Having 4 setups eliminates lots of thorough cleanings between colors/coats/types of coatings. Even with our old cup guns we had dedicated guns to avoid cross-contamination between solvent and water as well as between clear and color.
Three of the four setups cost about $140 for the pot, regulators, hoses, and a cheap gun. (Found them on amazon: tcp global brand.) I changed a few of the guns to a CAT (C.A. Technologies) CP-FELCFM gun. Since the first three setups are solvent-borne materials, the inexpensive tank works just fine. I did change hoses on a couple of setups to get the length I wanted.

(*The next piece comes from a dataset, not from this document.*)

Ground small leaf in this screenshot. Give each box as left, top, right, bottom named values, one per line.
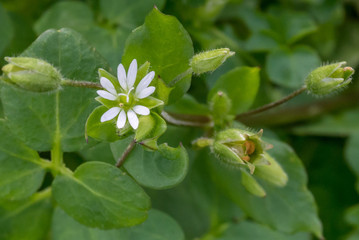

The water-borne setup was a little more expensive. We purchased a teflon-coated pot with regulators. Purchased hoses separately, and added the same CAT gun for MLC Agualente Plus Clear. CAT sells a complete stainless steel tank. We opted for a much less expensive option with the teflon. There has been a little bit of corrosion on the pick-up tube, but the clear finish seems to have cured over the corrosion and sealed it in.

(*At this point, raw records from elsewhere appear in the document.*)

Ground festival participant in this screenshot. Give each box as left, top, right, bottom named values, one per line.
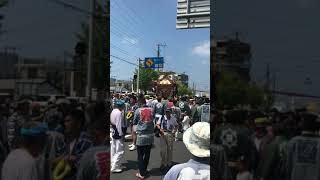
left=213, top=110, right=256, bottom=179
left=164, top=122, right=210, bottom=180
left=7, top=98, right=31, bottom=150
left=157, top=109, right=178, bottom=172
left=110, top=100, right=125, bottom=173
left=77, top=119, right=110, bottom=180
left=200, top=98, right=210, bottom=122
left=286, top=113, right=320, bottom=180
left=171, top=99, right=183, bottom=141
left=129, top=96, right=139, bottom=151
left=178, top=96, right=191, bottom=116
left=259, top=119, right=290, bottom=180
left=190, top=99, right=200, bottom=126
left=133, top=97, right=154, bottom=179
left=153, top=96, right=164, bottom=124
left=55, top=109, right=92, bottom=180
left=2, top=121, right=48, bottom=180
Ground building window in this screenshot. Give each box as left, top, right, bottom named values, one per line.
left=28, top=68, right=38, bottom=79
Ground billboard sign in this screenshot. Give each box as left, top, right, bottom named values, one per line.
left=176, top=0, right=210, bottom=29
left=144, top=57, right=164, bottom=69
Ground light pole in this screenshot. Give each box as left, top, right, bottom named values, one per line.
left=86, top=0, right=96, bottom=101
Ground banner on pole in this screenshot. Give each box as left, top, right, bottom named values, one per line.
left=144, top=57, right=164, bottom=69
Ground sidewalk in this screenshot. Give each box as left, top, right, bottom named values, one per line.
left=110, top=138, right=191, bottom=180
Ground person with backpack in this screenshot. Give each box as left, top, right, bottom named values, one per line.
left=153, top=96, right=164, bottom=124
left=286, top=113, right=320, bottom=180
left=259, top=120, right=289, bottom=180
left=133, top=97, right=154, bottom=179
left=190, top=99, right=200, bottom=126
left=213, top=110, right=256, bottom=179
left=164, top=122, right=211, bottom=180
left=199, top=98, right=210, bottom=122
left=157, top=109, right=178, bottom=172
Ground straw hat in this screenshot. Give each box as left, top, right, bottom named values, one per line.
left=183, top=122, right=210, bottom=157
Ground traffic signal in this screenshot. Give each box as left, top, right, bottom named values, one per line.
left=74, top=41, right=87, bottom=55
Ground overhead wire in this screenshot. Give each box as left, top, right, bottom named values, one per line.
left=110, top=54, right=138, bottom=66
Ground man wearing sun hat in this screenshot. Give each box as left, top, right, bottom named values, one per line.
left=164, top=122, right=210, bottom=180
left=110, top=100, right=125, bottom=173
left=7, top=98, right=31, bottom=150
left=2, top=121, right=48, bottom=180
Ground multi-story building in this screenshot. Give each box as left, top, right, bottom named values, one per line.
left=212, top=37, right=251, bottom=81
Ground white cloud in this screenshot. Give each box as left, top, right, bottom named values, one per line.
left=192, top=41, right=210, bottom=58
left=121, top=36, right=139, bottom=45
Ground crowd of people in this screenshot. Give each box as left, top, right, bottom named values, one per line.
left=0, top=98, right=110, bottom=180
left=211, top=108, right=320, bottom=180
left=110, top=93, right=210, bottom=180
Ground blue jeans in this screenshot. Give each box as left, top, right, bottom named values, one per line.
left=137, top=145, right=152, bottom=176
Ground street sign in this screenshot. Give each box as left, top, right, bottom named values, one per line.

The only issue that we seem to have is if we do not flush out the MLC material overnight. Even though it is a closed system, the material still thickens in the gun. The material in the hose lines seems to remain pure liquid. So, a quick gun-cleaning, if needed, and we are back to work.

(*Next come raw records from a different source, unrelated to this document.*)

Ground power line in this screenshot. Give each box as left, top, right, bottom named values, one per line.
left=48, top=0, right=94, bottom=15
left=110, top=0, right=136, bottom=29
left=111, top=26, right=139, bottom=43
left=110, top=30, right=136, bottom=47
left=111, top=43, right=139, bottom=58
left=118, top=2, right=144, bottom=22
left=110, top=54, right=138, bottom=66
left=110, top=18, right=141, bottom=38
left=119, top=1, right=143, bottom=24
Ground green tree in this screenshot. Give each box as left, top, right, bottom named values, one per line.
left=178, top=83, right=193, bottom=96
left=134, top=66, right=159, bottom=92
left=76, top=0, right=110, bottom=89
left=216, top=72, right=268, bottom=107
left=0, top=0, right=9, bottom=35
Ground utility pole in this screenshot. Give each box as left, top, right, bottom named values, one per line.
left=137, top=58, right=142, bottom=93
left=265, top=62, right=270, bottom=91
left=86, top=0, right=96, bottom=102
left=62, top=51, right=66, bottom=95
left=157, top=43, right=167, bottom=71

After years of filling cup guns, the convenience of dropping a full gallon container into the tank is really a great time saver. I suggest you add a tank-liner (plastic insert) before you drop the gallon can in. This will catch any spills that may occur and avoids having to clean the tank.
Spraying is much, much easier. The gun does not have the added weight of a cup of material. The gun can be turned at any angle and even upside-down if needed. We can spray the far edge of the piece by simply leaning over, turning the gun upside down, and spraying.
Best of luck with your new equipment! :-)
For a grand I'd get a good gravity feed gun with multiple tips 1.1-1.5- 2.4 and a decent pressure pot system. You can do both for about 1K. Switching from pigments to clears will be your issue. I have two separate systems with both. I have two 2.5qt pot systems that can spray 20-30 doors front and back or two coats + before refilling. That's why I never upgraded to the 2.5gl system. You could also go with 2 pressure pot systems for around 1K and get a cheap gravity feed for stains. If you're only spraying once a month you'll have time to clean up well if you switch from pigment to clears.
I just ordered the 2.5 gal CAT pressure pot, and the h20 "cat pack" gun. Total was right about $650. The hoses were a bit pricey, and I can get them locally for about 1/3 of the cost. I'm also going to get a cheap cup gun for spraying primer. Should be a pretty decent set-up for under $800.. Thanks for your help guys! Next, I'm sure I'll need some help dialing in the proper settings! My experience is mostly with AAA rigs..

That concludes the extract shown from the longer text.